Why Clicks Don’t Equal Brand Engagement

May 5, 2016 — by MediaMath    

Our own Parker Noren, Director of Programmatic Strategy and Optimization at MediaMath, takes on brand engagement in a recent article published by Modern Marketing Xchange. Noren suggests it’s time to rethink how advertisers measure their branding efforts — focusing on users’ time on site or the number of pages viewed rather than solely measuring click-through rates. 

Read an excerpt below to learn why it’s time marketers should nix the click:

Advertisers have historically depended on click-through rates and cost-per-click to determine the success of their digital branding efforts. However, these metrics have little relationship with what the brand is ultimately trying to achieve. You won’t find driving clicks in a brand’s strategic roadmap or brand health assessment. It’s time for branding marketers to move beyond the click and onto more accurate measures that align with their overall campaign goals and, in turn, improve brand engagement by optimizing to them.

Let’s first back up. In the past, the focus on clicks was largely due to a lack of alternative metrics. In a 2001 New York Times article, then president of the Interactive Advertising Bureau Robin Webster said that the click-through might have appealed to the early technologists who built the World Wide Web, who were excited at the potential of tying advertising to a direct sale, something previously difficult with TV and print advertising. In addition, Procter & Gamble were basing payments for its online advertising on click-through, setting a benchmark for the wider industry. At the time, there were not an established group of better measurements, though their conception was in development.
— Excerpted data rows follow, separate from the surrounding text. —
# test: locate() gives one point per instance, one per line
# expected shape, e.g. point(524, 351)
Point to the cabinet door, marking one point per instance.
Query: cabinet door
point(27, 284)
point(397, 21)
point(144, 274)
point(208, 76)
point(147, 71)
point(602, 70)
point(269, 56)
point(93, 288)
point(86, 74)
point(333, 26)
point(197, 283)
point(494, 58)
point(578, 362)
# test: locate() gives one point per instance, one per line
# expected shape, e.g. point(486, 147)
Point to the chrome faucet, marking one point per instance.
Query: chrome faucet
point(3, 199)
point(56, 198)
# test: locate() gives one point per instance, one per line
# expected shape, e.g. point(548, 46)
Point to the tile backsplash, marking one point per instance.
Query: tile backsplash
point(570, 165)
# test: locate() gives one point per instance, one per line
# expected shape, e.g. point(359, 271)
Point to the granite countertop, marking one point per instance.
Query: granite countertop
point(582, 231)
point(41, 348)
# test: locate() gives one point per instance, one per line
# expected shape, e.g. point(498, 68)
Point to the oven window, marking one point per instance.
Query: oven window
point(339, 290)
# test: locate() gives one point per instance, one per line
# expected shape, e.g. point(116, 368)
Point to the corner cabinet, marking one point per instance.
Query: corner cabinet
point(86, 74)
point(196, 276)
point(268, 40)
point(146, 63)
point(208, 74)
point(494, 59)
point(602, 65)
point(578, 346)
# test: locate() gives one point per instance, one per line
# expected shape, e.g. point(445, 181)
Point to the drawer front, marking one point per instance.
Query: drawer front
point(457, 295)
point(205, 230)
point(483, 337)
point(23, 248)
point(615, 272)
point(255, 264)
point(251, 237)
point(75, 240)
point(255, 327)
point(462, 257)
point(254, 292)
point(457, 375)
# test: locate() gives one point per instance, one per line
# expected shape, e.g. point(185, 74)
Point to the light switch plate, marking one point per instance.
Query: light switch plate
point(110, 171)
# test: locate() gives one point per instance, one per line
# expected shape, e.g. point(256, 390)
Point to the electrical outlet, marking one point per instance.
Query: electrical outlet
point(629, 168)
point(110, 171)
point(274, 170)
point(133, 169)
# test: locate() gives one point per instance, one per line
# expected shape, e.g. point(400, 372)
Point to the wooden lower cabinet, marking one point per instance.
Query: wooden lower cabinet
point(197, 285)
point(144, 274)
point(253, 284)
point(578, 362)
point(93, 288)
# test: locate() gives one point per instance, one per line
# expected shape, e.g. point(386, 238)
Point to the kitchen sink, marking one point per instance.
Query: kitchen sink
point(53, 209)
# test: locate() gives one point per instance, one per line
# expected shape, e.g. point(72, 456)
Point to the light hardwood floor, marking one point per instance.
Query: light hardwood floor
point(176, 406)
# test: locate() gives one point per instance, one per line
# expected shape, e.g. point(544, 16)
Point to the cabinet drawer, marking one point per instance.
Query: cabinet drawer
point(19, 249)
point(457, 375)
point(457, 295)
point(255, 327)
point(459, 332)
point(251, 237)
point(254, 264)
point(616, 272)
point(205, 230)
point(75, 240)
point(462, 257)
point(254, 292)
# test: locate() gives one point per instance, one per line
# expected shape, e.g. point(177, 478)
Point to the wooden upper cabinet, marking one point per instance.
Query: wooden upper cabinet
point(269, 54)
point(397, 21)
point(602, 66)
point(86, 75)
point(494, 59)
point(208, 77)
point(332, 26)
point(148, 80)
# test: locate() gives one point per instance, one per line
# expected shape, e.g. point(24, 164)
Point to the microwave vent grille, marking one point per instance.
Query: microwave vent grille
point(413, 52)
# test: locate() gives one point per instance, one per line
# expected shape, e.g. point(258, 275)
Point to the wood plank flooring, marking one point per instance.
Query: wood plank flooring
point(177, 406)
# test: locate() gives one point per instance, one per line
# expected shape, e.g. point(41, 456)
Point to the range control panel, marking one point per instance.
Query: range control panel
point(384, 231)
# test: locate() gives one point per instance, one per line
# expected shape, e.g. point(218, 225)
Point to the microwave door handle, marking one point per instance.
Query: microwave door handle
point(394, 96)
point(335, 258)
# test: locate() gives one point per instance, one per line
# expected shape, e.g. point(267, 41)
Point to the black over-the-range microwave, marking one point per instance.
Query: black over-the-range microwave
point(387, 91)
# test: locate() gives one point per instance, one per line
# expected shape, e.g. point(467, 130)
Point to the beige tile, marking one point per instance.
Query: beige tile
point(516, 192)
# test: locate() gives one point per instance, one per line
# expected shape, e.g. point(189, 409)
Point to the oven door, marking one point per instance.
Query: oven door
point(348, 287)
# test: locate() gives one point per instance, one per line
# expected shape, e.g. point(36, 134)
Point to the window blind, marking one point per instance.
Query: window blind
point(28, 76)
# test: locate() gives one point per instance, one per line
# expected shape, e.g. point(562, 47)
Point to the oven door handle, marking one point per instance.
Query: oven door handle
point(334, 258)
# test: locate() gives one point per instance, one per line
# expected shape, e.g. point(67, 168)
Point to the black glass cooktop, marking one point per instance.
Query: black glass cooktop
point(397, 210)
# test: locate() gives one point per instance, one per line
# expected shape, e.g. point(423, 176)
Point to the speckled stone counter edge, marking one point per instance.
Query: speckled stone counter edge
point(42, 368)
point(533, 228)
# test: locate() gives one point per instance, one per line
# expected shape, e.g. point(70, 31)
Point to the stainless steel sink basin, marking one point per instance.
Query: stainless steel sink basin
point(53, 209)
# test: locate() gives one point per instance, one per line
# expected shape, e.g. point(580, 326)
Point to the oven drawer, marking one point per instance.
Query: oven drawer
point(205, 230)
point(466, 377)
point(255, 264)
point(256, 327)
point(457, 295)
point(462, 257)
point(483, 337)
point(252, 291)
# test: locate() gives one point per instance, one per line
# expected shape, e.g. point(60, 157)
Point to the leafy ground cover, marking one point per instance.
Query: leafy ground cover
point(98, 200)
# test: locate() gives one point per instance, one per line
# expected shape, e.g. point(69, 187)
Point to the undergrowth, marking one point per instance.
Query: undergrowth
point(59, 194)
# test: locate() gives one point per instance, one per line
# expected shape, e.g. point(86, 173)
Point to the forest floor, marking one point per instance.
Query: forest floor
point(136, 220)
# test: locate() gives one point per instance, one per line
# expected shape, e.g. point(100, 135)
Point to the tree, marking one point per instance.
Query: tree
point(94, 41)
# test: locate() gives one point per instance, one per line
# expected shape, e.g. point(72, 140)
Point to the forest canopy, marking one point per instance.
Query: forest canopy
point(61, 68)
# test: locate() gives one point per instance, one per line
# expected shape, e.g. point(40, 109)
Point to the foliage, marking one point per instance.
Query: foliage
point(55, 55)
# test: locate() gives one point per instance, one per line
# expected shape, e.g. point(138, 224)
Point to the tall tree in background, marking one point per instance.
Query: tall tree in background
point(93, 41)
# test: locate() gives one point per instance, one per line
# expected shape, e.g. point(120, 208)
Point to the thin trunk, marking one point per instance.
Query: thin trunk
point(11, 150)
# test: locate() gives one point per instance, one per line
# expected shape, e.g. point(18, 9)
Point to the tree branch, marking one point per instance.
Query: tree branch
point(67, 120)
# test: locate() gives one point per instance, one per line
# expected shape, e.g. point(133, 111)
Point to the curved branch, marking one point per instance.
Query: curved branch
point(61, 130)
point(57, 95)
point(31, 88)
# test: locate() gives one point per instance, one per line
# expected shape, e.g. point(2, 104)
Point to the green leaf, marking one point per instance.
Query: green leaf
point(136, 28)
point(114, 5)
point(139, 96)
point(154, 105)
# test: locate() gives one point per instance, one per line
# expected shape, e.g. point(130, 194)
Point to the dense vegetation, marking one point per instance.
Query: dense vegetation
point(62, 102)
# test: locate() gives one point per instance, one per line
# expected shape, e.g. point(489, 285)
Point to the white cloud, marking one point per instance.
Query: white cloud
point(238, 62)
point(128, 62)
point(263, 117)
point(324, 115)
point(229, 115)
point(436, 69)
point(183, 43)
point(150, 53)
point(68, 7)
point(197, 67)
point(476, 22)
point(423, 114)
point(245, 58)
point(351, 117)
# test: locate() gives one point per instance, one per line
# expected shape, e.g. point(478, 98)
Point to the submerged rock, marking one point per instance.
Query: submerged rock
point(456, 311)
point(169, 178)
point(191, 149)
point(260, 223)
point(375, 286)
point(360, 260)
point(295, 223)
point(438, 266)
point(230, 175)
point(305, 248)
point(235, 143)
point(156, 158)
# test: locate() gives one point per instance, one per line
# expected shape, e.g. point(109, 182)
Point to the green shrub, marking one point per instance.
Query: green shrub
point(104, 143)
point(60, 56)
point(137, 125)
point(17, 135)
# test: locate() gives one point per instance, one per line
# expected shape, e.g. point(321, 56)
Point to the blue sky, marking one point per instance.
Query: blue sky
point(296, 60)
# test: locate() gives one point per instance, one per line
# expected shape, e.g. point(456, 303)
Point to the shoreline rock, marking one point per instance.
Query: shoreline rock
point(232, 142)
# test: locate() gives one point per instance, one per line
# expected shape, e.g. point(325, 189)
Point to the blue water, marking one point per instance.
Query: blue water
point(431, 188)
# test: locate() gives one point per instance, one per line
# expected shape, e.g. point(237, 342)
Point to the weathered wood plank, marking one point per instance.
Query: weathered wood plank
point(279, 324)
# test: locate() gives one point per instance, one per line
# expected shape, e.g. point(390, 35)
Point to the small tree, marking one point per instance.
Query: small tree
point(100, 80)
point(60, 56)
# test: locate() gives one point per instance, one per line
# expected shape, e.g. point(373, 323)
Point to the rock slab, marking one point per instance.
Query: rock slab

The industry has now evolved and added new metrics to the mix. But, just because there are more options now isn’t a strong argument alone to move on from clicks. So, why should marketers nix the click?

According to a comScore analysis, only 8 percent of users actually contribute to the majority of clicks (85 percent). To get to 100 percent of clicks, you only have to expand to 16 percent of users—meaning 84 percent never click. Likewise, in a 2015 MediaMath analysis, only 8 percent of e-commerce purchasers had clicked on a banner ad from any campaign run in the platform (i.e., not just the campaign from which they bought the product). This means advertisers focused solely on optimizing clicks are essentially ignoring the majority of their core audience. And, while mobile specifically garners stronger click-through rates, we all have experienced how easy it is to accidentally click on mobile ads, adding even more scrutiny to clicks as a metric of success.

In addition, click-based metrics are more susceptible to fraud. Over time, fraud perpetrators have become better at making clicking bots look like humans. Measuring success along metrics that are harder for bots to fake is a key step to mitigating fraud, though many advertisers are hesitant to pursue given it can result in lower CTRs and higher CPCs because it strips away the inflated numbers born from bots.